Famous fictional buildings and what they’d cost to build

words Al Woods

At one point or another, most of us will have dreamt of owning, studying or working in a fictional building from our favourite books and movies. Going to school at Hogwarts, or spending an evening in your very own Batcave after a hard day at work, it’s what we all dream of.

Just for a second imagine that it is possible to recreate some of the most iconic buildings in fictional worlds. You could own your very own Batcave, but at what cost? Read on to find out how much it would cost to recreate these fictional buildings.

  • Hogwarts

Image source

Who wouldn’t want to attend a real-life Hogwarts? Of course, building Hogwarts would take a lot of work, as it’s estimated that the entire school would amount to 414,000sqft! At roughly £359 per square foot, the grand total for building Hogwarts would be £148,626,000!

To work this out, we calculated that approximately 280 students attend Hogwarts, meaning roughly 20 per class. If each student had 50 square foot each, then the classroom would need to be 1000 square foot in size.

The materials used to build Hogwarts are stone, brick and wood and wouldn’t be tricky to obtain, as there are many castles in the UK that undergo repairs using similar materials.

After you have allocated the space needed to build Hogwarts, you’ll need to begin the raft foundations. These foundations will be best as the castle will require a large number of columns and walls on a concrete slab to support its 7 floors.

With the estimated cost being £148,626,000, you’d need some serious magic to cut the costs.

  • The Dark Knight Bat-Cave

fictional buildingsImage source

The Batcave is every man’s dream. A secret underground cave full of the latest gadgets, vehicles and more. It presents its own difficulties though, as, by staying true to the building in the Dark Knight Rises, it will be built partly underground, in a cave.

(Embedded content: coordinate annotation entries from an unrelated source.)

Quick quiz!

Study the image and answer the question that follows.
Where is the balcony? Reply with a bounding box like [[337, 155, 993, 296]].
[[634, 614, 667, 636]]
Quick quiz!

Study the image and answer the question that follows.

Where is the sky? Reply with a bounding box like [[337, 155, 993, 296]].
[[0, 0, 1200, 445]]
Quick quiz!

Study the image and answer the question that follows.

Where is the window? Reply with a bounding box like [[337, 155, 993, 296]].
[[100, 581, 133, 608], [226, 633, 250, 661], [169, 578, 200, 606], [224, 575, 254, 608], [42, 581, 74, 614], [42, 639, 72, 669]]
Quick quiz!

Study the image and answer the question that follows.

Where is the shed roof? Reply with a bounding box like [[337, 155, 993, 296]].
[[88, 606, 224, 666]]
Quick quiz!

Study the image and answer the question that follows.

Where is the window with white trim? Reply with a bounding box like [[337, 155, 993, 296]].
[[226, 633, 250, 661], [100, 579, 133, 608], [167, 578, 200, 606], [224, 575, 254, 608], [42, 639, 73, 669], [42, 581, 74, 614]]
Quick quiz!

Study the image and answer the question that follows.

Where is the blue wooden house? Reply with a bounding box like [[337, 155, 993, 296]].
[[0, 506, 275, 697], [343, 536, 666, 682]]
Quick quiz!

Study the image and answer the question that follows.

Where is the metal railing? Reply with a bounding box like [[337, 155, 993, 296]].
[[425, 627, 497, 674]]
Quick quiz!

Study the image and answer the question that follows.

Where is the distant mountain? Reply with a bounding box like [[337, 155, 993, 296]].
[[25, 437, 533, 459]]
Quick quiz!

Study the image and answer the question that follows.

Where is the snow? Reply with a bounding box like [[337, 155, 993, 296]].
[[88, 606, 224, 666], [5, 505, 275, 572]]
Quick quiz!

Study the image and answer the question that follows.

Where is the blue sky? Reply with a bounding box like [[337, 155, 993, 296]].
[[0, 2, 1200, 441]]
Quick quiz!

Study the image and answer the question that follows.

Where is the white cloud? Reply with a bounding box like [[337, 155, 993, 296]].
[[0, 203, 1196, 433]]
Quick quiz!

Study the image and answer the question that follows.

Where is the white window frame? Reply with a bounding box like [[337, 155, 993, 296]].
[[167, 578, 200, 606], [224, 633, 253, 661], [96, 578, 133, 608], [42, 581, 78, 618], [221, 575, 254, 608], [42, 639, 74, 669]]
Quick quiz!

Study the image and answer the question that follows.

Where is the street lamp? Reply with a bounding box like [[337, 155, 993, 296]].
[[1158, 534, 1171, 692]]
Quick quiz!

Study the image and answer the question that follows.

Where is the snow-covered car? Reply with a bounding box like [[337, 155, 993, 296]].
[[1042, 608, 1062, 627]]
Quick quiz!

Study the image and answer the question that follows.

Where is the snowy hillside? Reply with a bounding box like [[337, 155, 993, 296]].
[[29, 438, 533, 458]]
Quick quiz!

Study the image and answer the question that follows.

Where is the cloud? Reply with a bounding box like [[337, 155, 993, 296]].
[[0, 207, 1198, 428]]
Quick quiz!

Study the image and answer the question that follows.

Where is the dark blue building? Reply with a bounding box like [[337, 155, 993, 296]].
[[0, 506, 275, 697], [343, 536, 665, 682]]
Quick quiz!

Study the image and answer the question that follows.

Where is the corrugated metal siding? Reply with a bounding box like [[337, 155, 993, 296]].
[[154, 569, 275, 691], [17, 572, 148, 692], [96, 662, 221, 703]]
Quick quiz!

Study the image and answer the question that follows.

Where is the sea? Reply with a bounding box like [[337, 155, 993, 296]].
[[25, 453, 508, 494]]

Wayne Manor has 11 bedrooms, 7 baths, a pool, gym, library, gallery and is built over a cave structure, which Bruce Wayne used for the Batcave. However, if you don’t have a cave structure at your disposal, you might want to try building the Batcave basement, where Batman keeps his Batmobile.

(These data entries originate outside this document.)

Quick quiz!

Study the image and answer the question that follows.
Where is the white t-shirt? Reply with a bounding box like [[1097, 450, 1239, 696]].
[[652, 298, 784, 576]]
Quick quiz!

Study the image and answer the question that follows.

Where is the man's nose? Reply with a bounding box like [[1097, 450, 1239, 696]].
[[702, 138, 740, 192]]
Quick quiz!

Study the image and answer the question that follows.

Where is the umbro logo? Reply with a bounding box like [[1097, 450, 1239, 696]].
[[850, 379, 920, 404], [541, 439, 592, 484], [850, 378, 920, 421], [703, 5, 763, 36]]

Money Supermarket believe it would cost £27,500 each year to run the Batcave and Wayne Manor. So, it isn’t surprising that to build the Batcave would be around £23 million, since the Batcave is 42,500sqft and each square foot would cost £542. However, there are some super Batman fans who have managed to build a smaller version of the Batcave in their own homes for around £110,000.

  • Bag End – The Hobbit Shire

fictional buildingsImage source

This famous cosy period home, belonging to Bilbo Baggins, dates back to 2889 in the Third Age in J.R.R. Tolkien’s Middle Earth and features bespoke wood furnishings, an open fireplace, prime location all built into a hillside. Very similar to that of a low celling cottage or shed, Bag end would require wood, thatch and hay to be built. However, unlike a cottage, Bag End is constructed in a hillside.

The inside of Bag End is 4,500sqft, and it includes: 3 bedrooms, a bathroom, study, kitchen, drawing room, sitting room parlour, dining room, variety of cellars and pantries. It will cost £231 per square foot.

Building your very own hobbit hole would cost roughly £990,800.

  • The Great Gatsby Mansion

film setsImage source

Jay Gatsby, a wealthy young man living in a fabulous Gothic mansion in West Egg, he is known for hosting the most fabulous parties.

The 2013 Leonardo DiCaprio movie features the most glamourous home. Plenty of outdoor space, with a marble swimming pool and private beach in Long Island, New York.  As the film is set in the 1920s, the mansion would have been built to the standards back then. This means the mansion would have been built on different foundations and from different materials.

The typical architectural materials for the 1920s – 1930s was timber, cement sheeting, pressed metal sheeting and figured glass.

The mansion has: 18 bedrooms, a hair salon, wine cellar, a tasting room and a two-level garage complete with a hydraulic lift. The home is built on 7.7 acres of land, which is 14,551sqft. Each square foot costs around £290, making the cost £4.2 million.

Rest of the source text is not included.